Many-to-many relationship

In the coreutils, there is a very loose coupling between the arguments and their effect in the program. Take the snippet from cat below, for example. Settings can be changed by multiple options (e.g. show_nonprinting is set by -t, -v and -A). This leads to a many-to-many relationship: each option can change multiple settings and each settings can be changed by multiple options.

switch (c) {
    case 't':
      show_tabs = true;
      show_nonprinting = true;
      break;

    case 'v':
      show_nonprinting = true;
      break;

    case 'A':
      show_nonprinting = true;
      show_ends = true;
      show_tabs = true;
      break;

    case 'E':
      show_ends = true;
      break;

    case 'T':
      show_tabs = true;
      break;
}

Argument Types

Flags

There are many simple flags that do not take any values. For example, the flags from cat above are all flags. They can have both long and short versions (--show-nonprinting & -v), but they can also have just one of the two.

Some flags are hidden, like tail's ---presume-input-pipe option. These hidden arguments also have 3 leading hyphens.

Options with values

Some options take values. Most of the time, this is just a long options. Some examples:

  • ls has -w, --width=COLS, where the value is required for both the short and long option.
  • ls has -F, --classify[=WHEN], where the value is optional for the long option and the short option does not take a value.
  • ls has --hyperlink[=WHEN], which does not have a short version (and an optional value).
  • mktemp has -p DIR, --tmpdir[=DIR], where the value is required for the short option and optional for the long option.
  • date has -I[FMT], --iso-8601[=FMT], where the value is optional for both the short and long option.

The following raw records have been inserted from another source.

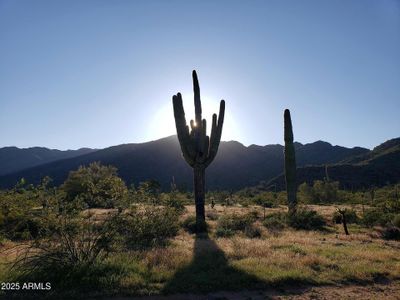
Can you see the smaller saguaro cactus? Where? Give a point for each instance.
(342, 213)
(290, 164)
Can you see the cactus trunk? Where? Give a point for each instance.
(290, 165)
(199, 193)
(198, 149)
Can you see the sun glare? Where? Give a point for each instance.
(163, 123)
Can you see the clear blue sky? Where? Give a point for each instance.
(99, 73)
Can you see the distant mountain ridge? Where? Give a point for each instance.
(236, 166)
(378, 167)
(13, 159)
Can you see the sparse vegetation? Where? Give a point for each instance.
(140, 249)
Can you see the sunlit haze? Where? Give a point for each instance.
(100, 73)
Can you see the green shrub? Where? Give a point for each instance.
(97, 186)
(75, 242)
(252, 231)
(224, 232)
(350, 214)
(391, 232)
(233, 222)
(396, 221)
(306, 219)
(212, 215)
(148, 227)
(175, 203)
(375, 216)
(275, 221)
(189, 224)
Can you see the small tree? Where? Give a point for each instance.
(96, 185)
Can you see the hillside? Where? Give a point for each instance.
(13, 159)
(236, 166)
(375, 168)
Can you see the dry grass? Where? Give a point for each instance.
(294, 257)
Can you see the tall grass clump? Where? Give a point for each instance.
(229, 224)
(307, 220)
(148, 227)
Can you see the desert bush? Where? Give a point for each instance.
(175, 203)
(212, 215)
(233, 222)
(224, 232)
(391, 232)
(275, 221)
(306, 219)
(376, 216)
(350, 214)
(396, 221)
(21, 217)
(148, 227)
(189, 224)
(253, 231)
(75, 243)
(97, 186)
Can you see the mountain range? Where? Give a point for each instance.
(235, 167)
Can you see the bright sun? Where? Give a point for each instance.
(163, 123)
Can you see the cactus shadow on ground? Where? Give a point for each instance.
(210, 271)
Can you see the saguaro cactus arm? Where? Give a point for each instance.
(197, 147)
(290, 164)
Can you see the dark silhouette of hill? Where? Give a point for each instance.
(378, 167)
(236, 166)
(13, 159)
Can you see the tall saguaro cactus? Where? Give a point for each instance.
(198, 149)
(290, 164)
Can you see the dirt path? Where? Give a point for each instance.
(387, 291)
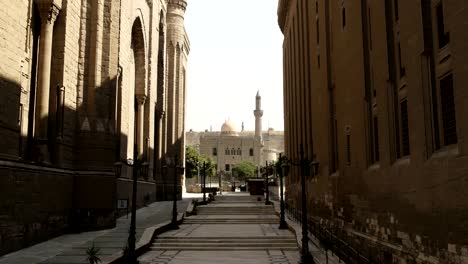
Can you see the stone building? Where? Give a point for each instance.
(375, 91)
(83, 85)
(229, 146)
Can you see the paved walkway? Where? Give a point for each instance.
(234, 229)
(71, 248)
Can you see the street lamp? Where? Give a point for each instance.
(305, 165)
(279, 168)
(204, 182)
(178, 169)
(136, 164)
(268, 170)
(220, 178)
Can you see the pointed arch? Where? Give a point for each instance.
(139, 52)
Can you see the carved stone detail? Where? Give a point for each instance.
(48, 11)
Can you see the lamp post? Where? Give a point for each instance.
(279, 169)
(204, 183)
(220, 175)
(136, 164)
(267, 170)
(198, 172)
(304, 164)
(178, 169)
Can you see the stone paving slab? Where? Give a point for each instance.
(252, 216)
(225, 257)
(71, 248)
(216, 242)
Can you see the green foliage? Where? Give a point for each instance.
(244, 170)
(193, 159)
(92, 254)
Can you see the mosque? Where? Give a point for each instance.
(229, 146)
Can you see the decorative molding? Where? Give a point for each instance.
(178, 4)
(49, 11)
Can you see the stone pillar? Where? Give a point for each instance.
(141, 115)
(49, 12)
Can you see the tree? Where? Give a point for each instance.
(244, 170)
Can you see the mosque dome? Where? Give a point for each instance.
(228, 128)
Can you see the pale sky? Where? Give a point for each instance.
(236, 49)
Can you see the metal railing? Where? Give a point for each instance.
(335, 239)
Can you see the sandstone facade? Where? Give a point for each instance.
(375, 91)
(83, 85)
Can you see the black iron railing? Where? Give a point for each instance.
(334, 239)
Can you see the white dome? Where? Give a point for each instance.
(228, 128)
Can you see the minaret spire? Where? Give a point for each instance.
(258, 115)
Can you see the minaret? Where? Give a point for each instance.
(258, 115)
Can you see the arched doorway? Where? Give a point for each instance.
(138, 71)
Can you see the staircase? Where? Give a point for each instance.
(225, 243)
(231, 223)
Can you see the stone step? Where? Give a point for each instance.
(236, 209)
(227, 248)
(234, 213)
(181, 241)
(230, 221)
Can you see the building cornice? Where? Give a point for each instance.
(179, 4)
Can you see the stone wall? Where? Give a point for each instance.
(35, 204)
(410, 202)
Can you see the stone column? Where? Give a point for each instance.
(141, 115)
(48, 12)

If the option takes one of several possible values, these values are inferred from unambiguous prefixes. For example, ls --color=y can be used as shorthand for ls --color=yes.

Positional arguments

Some utils take positional arguments, which might be required.

  • arch takes no positional arguments.
  • comm FILE1 FILE2 takes 2 required positional arguments.
  • tr SET1 [SET2] has 1 required and 1 optional positional argument.
  • uniq [INPUT [OUTPUT]] takes 2 optional positional arguments.
  • ls [FILE]... takes 0 or more positional arguments.
  • cp SOURCE... DEST take 1 or more source arguments and 1 required destination argument, however, cp -t DIRECTORY SOURCE... does not have the destination argument.
  • timeout DURATION COMMAND... takes one 1 required duration and a trailing argument of minimal 1 value. Any options appearing after the first value of COMMAND should be parsed as part of COMMAND.
  • who [ FILE | ARG1 ARG2 ] either takes 1 FILE argument or 2 ARG arguments.

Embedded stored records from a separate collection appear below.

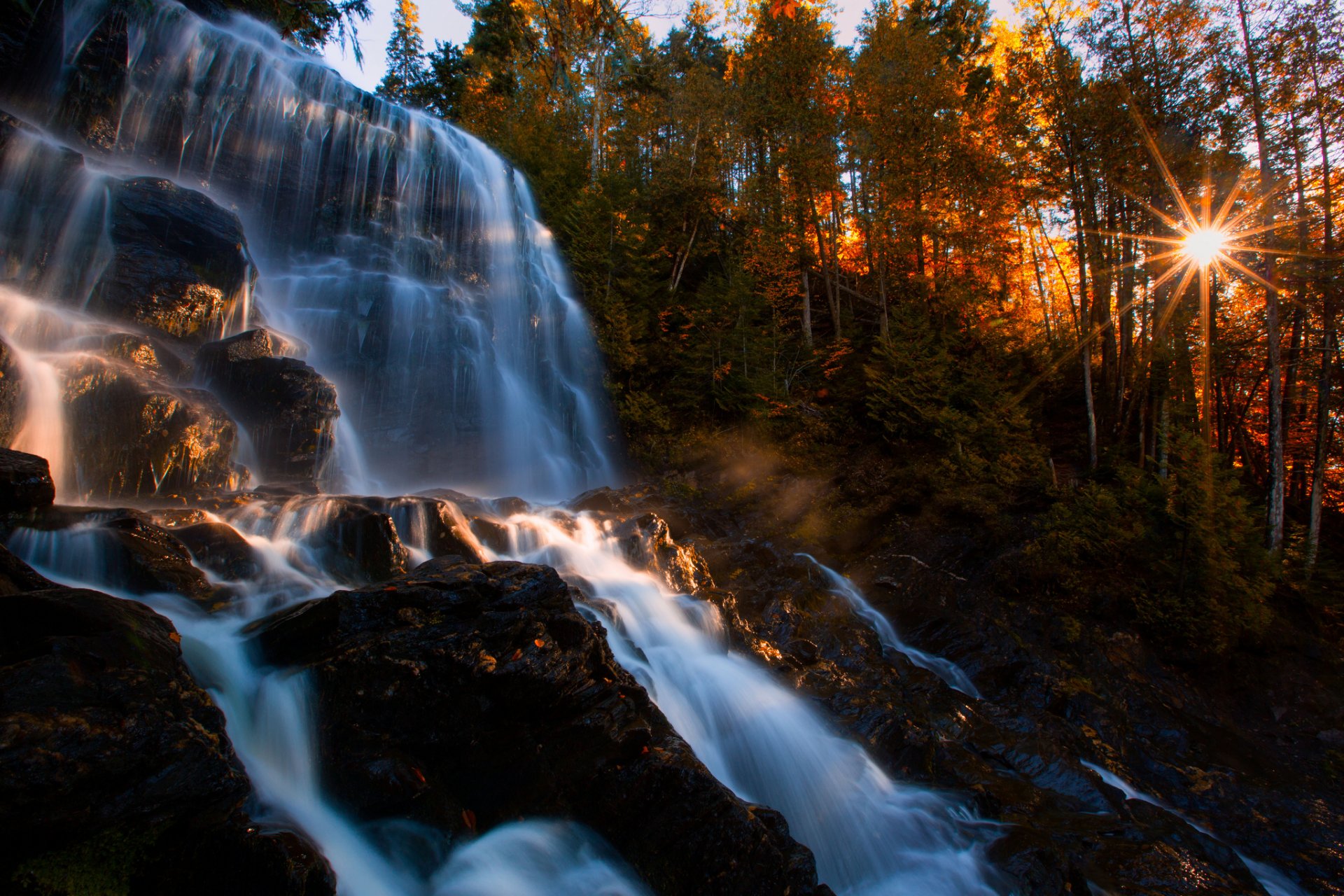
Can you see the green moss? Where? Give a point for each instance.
(101, 865)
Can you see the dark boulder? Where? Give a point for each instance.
(93, 90)
(118, 550)
(647, 542)
(286, 406)
(347, 539)
(116, 774)
(181, 264)
(134, 435)
(433, 526)
(24, 482)
(219, 548)
(101, 727)
(467, 696)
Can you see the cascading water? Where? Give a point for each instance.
(1272, 879)
(412, 262)
(945, 669)
(405, 251)
(870, 834)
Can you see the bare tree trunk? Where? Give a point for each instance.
(806, 309)
(1085, 320)
(1275, 514)
(1323, 387)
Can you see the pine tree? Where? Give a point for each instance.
(405, 55)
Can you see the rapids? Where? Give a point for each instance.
(410, 260)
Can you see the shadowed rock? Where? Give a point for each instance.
(470, 695)
(116, 774)
(24, 481)
(286, 406)
(181, 262)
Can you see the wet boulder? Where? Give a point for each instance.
(118, 550)
(433, 526)
(11, 396)
(24, 481)
(147, 354)
(116, 774)
(102, 731)
(286, 406)
(465, 696)
(179, 265)
(342, 536)
(134, 435)
(219, 548)
(647, 542)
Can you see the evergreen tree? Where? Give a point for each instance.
(405, 57)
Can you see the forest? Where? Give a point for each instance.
(710, 458)
(1078, 270)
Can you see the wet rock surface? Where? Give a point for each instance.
(11, 394)
(134, 435)
(24, 481)
(470, 695)
(286, 406)
(116, 548)
(181, 264)
(115, 769)
(1019, 751)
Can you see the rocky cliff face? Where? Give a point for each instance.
(116, 774)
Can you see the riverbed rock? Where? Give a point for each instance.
(286, 406)
(219, 548)
(181, 264)
(102, 731)
(136, 435)
(112, 548)
(465, 696)
(141, 351)
(24, 482)
(116, 774)
(349, 539)
(1018, 762)
(435, 526)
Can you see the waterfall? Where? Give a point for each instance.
(945, 669)
(413, 264)
(870, 834)
(401, 248)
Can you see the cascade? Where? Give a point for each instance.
(412, 262)
(945, 669)
(405, 253)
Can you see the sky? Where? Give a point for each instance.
(440, 20)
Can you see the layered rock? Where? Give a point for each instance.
(1019, 752)
(11, 394)
(470, 695)
(132, 434)
(179, 262)
(24, 482)
(286, 406)
(113, 548)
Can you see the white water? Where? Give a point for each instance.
(945, 669)
(1275, 881)
(402, 250)
(870, 833)
(270, 726)
(412, 261)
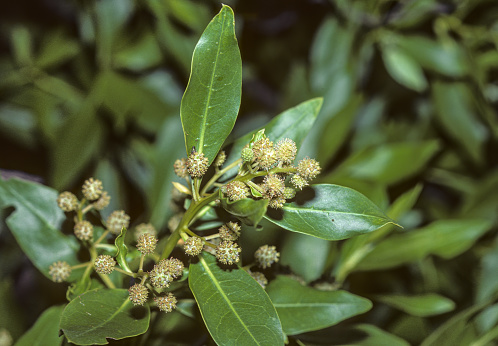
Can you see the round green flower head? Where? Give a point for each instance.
(227, 252)
(59, 271)
(67, 201)
(117, 220)
(166, 303)
(237, 190)
(146, 243)
(266, 256)
(197, 164)
(193, 246)
(92, 189)
(104, 264)
(83, 230)
(138, 294)
(102, 202)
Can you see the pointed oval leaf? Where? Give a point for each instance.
(331, 212)
(235, 308)
(103, 313)
(211, 101)
(303, 309)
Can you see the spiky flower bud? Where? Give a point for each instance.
(286, 150)
(138, 294)
(273, 186)
(266, 256)
(92, 189)
(220, 159)
(145, 228)
(308, 168)
(83, 230)
(260, 278)
(237, 190)
(227, 252)
(146, 243)
(230, 231)
(193, 246)
(104, 264)
(67, 201)
(59, 271)
(117, 220)
(180, 167)
(166, 303)
(247, 154)
(197, 164)
(103, 201)
(298, 181)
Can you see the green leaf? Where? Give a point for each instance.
(103, 313)
(303, 309)
(122, 251)
(235, 308)
(429, 304)
(45, 331)
(212, 99)
(445, 238)
(403, 69)
(35, 222)
(249, 211)
(330, 212)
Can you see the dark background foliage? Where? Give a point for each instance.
(93, 88)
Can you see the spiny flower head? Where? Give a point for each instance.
(273, 186)
(144, 228)
(286, 150)
(104, 264)
(193, 246)
(180, 167)
(237, 190)
(197, 164)
(138, 294)
(260, 278)
(230, 231)
(166, 303)
(83, 230)
(92, 189)
(227, 252)
(308, 168)
(146, 243)
(298, 181)
(67, 201)
(59, 271)
(117, 220)
(266, 256)
(103, 201)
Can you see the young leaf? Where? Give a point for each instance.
(212, 98)
(235, 308)
(103, 313)
(35, 222)
(303, 309)
(45, 330)
(332, 212)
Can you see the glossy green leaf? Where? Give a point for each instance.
(303, 309)
(211, 101)
(34, 223)
(403, 69)
(103, 313)
(45, 331)
(424, 305)
(294, 123)
(330, 212)
(235, 308)
(249, 211)
(445, 238)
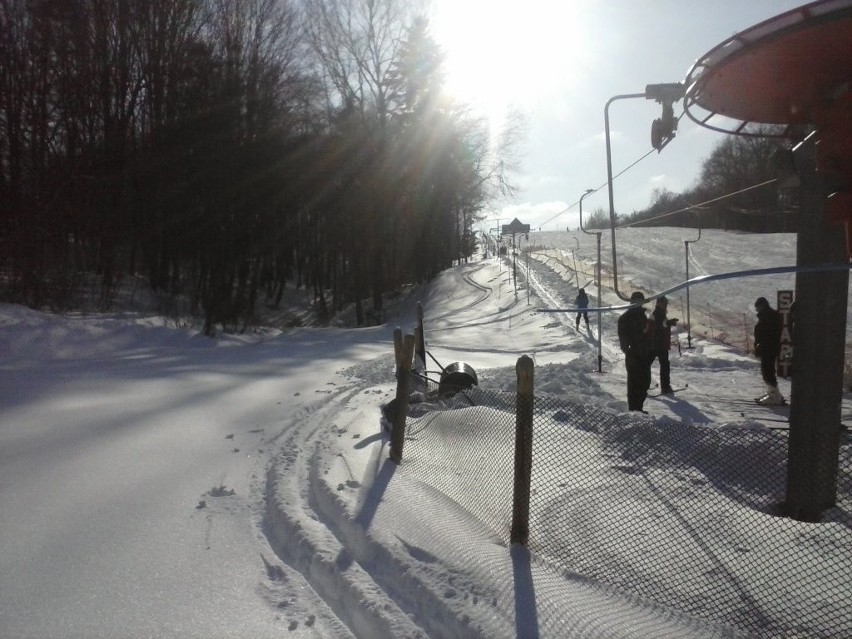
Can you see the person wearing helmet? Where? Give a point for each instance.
(662, 342)
(635, 342)
(767, 346)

Deprecated syntax +N and -N

Some utils (e.g. head, tail, kill, fold and uniq) support an old deprecated syntax where numbers can be directly passed as arguments as a shorthand. For example, uniq +5 is a shorthand for uniq -s 5 and uniq -5 is short for uniq -f 5.

These all behave slightly differently.

  1. head and tail only accept this if it is the first argument and either 1 or 2 arguments are given.
  2. In fold the -N must be standalone (e.g. -10b is rejected), but can appear at any position.
  3. In kill, the same rules as fold apply, but it can also be a name instead of a number.
  4. In uniq, the syntax does not need to stand alone and is additive in a weird way, because they hack -22 as -2 -2 so each flag -1...-9 multiplies the previous by 10 and adds itself. I'm not sure that we need to support this. Doing something like what fold and kill do is probably fine. Also note that to make it extra confusing, the + variant works like fold.
  5. pr the behaviour is similar to uniq.
  6. split seems to be somewhere between uniq and fold. It accepts things like -x10x correctly, but it doesn't do the additive thing from uniq across multiple occurrences. Basically, it's very clever and cursed.